O órgão se recusou a reconhecer meu acidente em serviço

Por · Revisão: Rafael Toledo · Atualizado em 2026-08-06 · 2 fontes oficiais verificadas

Queda durante tarefa, lesão em atividade externa ou agressão relacionada ao cargo pode ser acidente em serviço, ainda que não ocorra dentro da repartição. O reconhecimento depende do nexo entre evento e exercício funcional. Sem registro rápido, prova e assistência médica, a discussão fica mais difícil, mas não necessariamente impossível. Guarde prontuário, atestado, fotografias, nomes de testemunhas, ordem de serviço, escala e comunicação à chefia.
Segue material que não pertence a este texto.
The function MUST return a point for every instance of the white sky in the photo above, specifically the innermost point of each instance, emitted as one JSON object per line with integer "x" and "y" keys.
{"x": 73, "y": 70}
Descreva mecanismo da lesão com precisão, sem completar lacunas por suposição.

O conceito federal vai além do prédio público

O art. 212 da Lei 8.112 considera acidente em serviço o dano físico ou mental relacionado mediata ou imediatamente às atribuições do cargo. Equipara agressão sofrida sem provocação no exercício e acidente no percurso da residência para o trabalho e vice-versa.

A equiparação exige conexão verificável. Desvio pessoal relevante no trajeto ou conflito inteiramente privado pode romper o nexo, conforme as circunstâncias.

O art. 214 determina prova do acidente em dez dias, prorrogável quando as circunstâncias exigirem. Comunique formalmente e peça abertura do procedimento, mesmo que a chefia diga aguardar recuperação. Se o prazo passou por internação ou impossibilidade, documente a causa e requeira apreciação.

Relatório médico deve indicar lesão e história clínica, mas a conclusão administrativa considera também local, horário, atividade e testemunhos.

Licença por acidente possui disciplina própria

O art. 211 assegura licença com remuneração integral ao servidor acidentado em serviço. Tratamento especializado pode ocorrer por instituição privada à conta de recursos públicos quando inexistirem meios adequados em instituição pública, após recomendação de junta médica oficial.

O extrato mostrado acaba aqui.